Cyrille, il disait que les jours marins, ils ne se comptaient pas comme les autres, en tournage d’aiguilles dans le boîtier de l’horloge. Les jours marins, ils se traversent en cages descendues et relevées, en matins plats ou fortes houles, en nœuds et brouillards inattendus. Ils s’étirent en départs retardés, en arrivées espérées, en amarres brisées.

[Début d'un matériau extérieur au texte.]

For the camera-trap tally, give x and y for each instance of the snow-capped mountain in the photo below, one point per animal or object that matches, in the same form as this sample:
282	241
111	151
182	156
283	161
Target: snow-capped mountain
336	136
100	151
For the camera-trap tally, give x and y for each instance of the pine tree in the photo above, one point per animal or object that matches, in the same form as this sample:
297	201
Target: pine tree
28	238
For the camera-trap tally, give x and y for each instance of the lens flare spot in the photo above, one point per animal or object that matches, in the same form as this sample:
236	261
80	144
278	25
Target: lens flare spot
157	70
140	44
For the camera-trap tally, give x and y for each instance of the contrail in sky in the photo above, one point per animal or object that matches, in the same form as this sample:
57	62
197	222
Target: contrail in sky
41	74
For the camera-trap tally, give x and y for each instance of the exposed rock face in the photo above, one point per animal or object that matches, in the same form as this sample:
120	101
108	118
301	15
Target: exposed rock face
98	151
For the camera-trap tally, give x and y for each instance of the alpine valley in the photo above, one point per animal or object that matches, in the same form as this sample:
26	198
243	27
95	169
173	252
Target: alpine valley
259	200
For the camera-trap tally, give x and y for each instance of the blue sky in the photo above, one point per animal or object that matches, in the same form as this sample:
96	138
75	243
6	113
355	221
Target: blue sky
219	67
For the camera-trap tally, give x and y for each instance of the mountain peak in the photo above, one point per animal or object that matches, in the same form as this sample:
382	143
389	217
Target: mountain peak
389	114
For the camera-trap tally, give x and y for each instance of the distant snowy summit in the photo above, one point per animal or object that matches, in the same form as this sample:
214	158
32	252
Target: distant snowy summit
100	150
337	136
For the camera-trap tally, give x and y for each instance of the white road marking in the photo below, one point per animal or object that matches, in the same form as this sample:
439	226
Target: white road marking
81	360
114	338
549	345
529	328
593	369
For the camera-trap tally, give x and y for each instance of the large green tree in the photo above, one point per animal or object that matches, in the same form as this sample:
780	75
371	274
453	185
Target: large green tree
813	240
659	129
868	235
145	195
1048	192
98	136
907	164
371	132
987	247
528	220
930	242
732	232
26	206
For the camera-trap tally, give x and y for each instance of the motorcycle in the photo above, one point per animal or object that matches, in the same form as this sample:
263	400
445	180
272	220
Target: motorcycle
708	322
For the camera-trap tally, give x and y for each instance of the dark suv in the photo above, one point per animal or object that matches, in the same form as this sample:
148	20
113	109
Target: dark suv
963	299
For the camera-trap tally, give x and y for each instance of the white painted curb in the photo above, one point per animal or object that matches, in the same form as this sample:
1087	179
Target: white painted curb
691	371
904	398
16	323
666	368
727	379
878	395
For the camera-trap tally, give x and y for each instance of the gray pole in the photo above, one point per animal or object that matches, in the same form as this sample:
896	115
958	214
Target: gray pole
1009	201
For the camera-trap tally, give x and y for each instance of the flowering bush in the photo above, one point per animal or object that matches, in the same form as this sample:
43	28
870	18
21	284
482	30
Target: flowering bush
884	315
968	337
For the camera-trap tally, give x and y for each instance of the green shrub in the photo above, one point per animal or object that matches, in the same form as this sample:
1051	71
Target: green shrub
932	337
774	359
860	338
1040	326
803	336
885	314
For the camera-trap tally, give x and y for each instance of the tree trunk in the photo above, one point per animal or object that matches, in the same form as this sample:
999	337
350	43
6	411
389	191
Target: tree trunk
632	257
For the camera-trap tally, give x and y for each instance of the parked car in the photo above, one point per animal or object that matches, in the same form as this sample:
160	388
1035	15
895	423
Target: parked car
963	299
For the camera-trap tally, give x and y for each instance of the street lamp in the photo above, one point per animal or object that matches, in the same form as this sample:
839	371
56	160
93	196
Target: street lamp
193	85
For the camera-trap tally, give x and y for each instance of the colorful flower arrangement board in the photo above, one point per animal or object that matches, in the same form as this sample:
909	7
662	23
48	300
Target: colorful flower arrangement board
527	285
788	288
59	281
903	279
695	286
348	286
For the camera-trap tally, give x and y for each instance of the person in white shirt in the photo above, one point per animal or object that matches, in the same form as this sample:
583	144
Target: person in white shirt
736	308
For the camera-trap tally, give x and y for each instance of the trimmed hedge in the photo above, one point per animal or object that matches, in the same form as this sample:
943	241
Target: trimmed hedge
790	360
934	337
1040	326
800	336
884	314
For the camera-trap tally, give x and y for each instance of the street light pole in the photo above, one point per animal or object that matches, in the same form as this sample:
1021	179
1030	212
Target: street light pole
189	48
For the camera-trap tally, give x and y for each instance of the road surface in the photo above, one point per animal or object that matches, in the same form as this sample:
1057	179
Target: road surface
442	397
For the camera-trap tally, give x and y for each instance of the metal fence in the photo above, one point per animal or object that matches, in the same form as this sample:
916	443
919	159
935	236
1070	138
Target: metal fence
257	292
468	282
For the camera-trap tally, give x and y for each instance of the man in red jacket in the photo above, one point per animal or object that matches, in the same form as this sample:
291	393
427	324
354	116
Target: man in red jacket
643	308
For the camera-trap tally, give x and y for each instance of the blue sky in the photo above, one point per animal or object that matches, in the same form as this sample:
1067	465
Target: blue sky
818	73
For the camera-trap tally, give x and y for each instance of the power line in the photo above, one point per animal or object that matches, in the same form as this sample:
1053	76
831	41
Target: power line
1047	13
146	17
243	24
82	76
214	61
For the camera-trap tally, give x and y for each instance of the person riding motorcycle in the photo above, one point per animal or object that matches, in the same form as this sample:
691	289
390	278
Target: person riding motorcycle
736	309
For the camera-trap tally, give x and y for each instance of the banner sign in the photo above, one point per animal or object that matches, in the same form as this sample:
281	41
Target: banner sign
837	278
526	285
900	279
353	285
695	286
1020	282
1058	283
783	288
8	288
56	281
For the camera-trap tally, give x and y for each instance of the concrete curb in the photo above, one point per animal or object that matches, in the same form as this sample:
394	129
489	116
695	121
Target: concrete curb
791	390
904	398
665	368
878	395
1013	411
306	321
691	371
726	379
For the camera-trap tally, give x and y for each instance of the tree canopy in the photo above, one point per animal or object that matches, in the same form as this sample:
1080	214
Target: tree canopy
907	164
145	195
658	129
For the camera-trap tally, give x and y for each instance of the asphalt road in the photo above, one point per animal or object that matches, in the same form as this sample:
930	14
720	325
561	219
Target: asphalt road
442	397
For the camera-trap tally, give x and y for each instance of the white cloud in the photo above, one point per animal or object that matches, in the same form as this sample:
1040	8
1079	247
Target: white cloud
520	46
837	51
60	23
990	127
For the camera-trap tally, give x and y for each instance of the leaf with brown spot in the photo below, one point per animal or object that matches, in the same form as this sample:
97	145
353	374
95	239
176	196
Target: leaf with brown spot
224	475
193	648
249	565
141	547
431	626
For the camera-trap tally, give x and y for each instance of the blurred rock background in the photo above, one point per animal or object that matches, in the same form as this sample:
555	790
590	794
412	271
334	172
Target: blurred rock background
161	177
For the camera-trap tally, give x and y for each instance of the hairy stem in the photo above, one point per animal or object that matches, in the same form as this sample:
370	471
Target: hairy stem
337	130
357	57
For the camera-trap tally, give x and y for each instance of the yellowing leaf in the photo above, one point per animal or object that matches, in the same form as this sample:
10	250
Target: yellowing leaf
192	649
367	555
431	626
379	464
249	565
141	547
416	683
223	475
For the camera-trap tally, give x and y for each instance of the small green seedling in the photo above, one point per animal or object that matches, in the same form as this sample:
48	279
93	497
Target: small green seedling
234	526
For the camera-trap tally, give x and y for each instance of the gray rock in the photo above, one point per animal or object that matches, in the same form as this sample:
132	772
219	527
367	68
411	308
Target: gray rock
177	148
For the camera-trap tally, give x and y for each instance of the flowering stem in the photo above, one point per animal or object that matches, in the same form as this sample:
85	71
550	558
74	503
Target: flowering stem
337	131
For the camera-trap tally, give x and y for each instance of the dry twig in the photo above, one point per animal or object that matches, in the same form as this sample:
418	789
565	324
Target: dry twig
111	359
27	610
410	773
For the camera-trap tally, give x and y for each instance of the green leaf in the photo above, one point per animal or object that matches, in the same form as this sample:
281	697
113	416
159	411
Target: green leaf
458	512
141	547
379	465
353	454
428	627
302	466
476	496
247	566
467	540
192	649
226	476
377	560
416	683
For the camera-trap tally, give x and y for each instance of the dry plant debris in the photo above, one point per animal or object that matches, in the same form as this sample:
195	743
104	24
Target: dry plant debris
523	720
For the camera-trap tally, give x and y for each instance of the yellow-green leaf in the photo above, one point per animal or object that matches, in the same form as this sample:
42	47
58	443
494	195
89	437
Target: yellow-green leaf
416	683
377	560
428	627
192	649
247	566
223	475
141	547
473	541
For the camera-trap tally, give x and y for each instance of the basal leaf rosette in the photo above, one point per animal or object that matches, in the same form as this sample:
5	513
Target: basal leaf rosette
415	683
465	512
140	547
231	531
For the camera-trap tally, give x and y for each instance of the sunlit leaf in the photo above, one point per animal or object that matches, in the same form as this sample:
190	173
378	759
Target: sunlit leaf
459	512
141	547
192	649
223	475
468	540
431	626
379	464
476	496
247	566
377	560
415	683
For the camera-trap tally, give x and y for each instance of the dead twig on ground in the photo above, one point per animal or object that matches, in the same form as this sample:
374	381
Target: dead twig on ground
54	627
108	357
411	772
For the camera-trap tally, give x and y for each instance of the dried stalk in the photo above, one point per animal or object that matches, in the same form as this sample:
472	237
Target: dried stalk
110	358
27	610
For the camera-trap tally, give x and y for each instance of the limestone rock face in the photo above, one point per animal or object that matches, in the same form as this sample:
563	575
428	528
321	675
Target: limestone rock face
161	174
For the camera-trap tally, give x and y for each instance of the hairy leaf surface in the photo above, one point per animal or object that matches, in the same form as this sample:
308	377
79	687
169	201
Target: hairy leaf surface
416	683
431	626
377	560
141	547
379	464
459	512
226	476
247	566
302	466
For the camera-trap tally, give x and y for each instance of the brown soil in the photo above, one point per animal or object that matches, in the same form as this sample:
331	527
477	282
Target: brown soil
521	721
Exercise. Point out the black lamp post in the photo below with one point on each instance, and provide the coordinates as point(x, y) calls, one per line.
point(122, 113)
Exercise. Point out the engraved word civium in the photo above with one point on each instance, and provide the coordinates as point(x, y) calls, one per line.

— Tout le monde raconte qu’il me cherche. Si je ne vais pas le voir, je finirai par avoir l’air d’une coupable qui se cache.       
— Les faits identifient les coupables, mademoiselle Garant, pas les airs.

La mer, c’est pas un choix, Catherine. Y ’en a qui sont aspirés par le Grand Nord, d’autres qui veulent pas quitter leur maison; y’en a qui entrent en politique, d’autres qui veulent avoir des enfants. On va en mer parce que c’est la seule porte qui s’ouvre quand tu sonnes, parce que ça te réveille la nuit, Catherine. Chaque fois que t’accostes, que t’entres dans la foule, tu sens ta différence. Tu te sens étranger. Tu vas en mer parce que t’es en porte-à-faux avec le monde et qu’y’a juste dans le silence du vent que t’es à ta place.

Pour les marins, c’est pas le large qui est compliqué, c’est la terre. On vit et on meurt en mer parce qu’on est fait pour l’horizon.

La Gaspésie, c’est une terre de pauvres qui a juste la mer pour richesse, pis la mer se meurt. C’est un agrégat de souvenirs, un pays qui ferme sa gueule pis qui écœure personne, une contrée de misère que la beauté du large console. Pis on s’y accroche comme des hommes de rien. Comme des pêcheurs qui ont besoin d’être consolés.